The Atlantic Legal Foundation,  which long has been one of the nation’s foremost advocates for sound science in the courtroom, has submitted an amicus curiae letter to the California Supreme Court in Gilead Sciences, Inc. v. Superior Court of the City and County of San Francisco, No. S283862. ALF’s letter urges the Court to review and reverse the Court of Appeal’s holding, which conflicts with sound science as well as free enterprise.

Case Background

The Court of Appeal indicated in its widely publicized, certified-for-publication Opinion that Gilead  “developed and sold one of the first medications to treat HIV/AIDS”—TDF, which the Food and Drug Administration (FDA) approved in 2001, even though “its use carried a risk of skeletal and kidney damage.”  Op. at 1 (filed Jan. 9, 2024).  Although “[t]he 24,000 plaintiffs in this coordinated proceeding allege that they suffered these and other adverse effects . . . they do not assert any claim seeking to prove that TDF is defective.”  Id. at 1-2.  Instead, the plaintiffs allege that “[w]hile Gilead was developing TDF, it discovered a similar, but chemically distinct, potential drug,” TAF; that “Gilead’s early testing indicated TAF could be as effective as TDF at treating HIV/AIDS, while carrying a lower risk of adverse effects”; that “Gilead elected to defer development of TAF because it was concerned that the immediate development of TAF would reduce its financial return from TDF”; and that “[y]ears later, Gilead resumed the development of TAF and obtained FDA approval for its sale in 2015.”  Id. at 2.  The plaintiffs “characterize their claim as one for ordinary negligence, contending that Gilead’s decision to defer development of TAF to maximize its profits breached its duty of reasonable care to users of TDF.”  Id. 

ALF’s Amicus Brief

The amicus curiae letter, authored by ALF Executive Vice President & General Counsel Larry Ebner, argues that the unprecedented tort duty created by the Court of Appeal not only destroys the traditional, well-defined boundaries of product liability, but also clashes with sound science and free enterprise. The letter urges the California Supreme Court to grant review and hold that a pharmaceutical company cannot be held liable for postponing, or even terminating, development and/or commercialization of a prescription drug that a subset of  consumers (here in hindsight) allege is safer than the non-defective, efficacious, FDA-approved drug that they have been using.
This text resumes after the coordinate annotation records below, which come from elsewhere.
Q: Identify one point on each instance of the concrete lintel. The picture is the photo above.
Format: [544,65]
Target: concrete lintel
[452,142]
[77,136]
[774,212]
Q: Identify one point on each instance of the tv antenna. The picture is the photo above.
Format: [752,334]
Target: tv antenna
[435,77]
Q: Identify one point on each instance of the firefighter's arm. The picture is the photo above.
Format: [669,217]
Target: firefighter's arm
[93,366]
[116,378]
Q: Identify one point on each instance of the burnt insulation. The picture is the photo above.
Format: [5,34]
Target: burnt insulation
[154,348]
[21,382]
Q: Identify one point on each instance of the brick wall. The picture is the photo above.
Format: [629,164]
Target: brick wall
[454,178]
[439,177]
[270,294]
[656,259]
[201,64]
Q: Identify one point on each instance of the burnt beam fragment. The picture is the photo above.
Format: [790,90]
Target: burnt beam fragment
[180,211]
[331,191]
The Court of Appeal essentially held that an innovative pharmaceutical company like Gilead can be penalized in the form of massive tort liability to tens of thousands (and potentially millions) of consumers for making strategic business decisions about the direction and timing of its new drug R&D.  Unless reversed by the California Supreme Court, the threat of such liability in California (and potentially additional States) will be a significant disincentive for engaging  in innovative activity, which is how major pharmaceutical companies compete with each other while serving the public.

A common-law jury should not be permitted to second-guess sophisticated corporate decisions on whether, or when, to invest astronomical amounts of money in attempting to develop a new drug (through the well-established, scientifically exhaustive, multi-stage, self-selecting process of new drug R&D), and/or to commercialize the product. Imposing  liability for such decisions, which typically are both scientifically and commercially based, would discourage innovative activity.  Chilling innovation not only would deprive the public of beneficial new products that a company chooses to research and develop, but also could destabilize the economy, weaken national security, and result in other detrimental effects.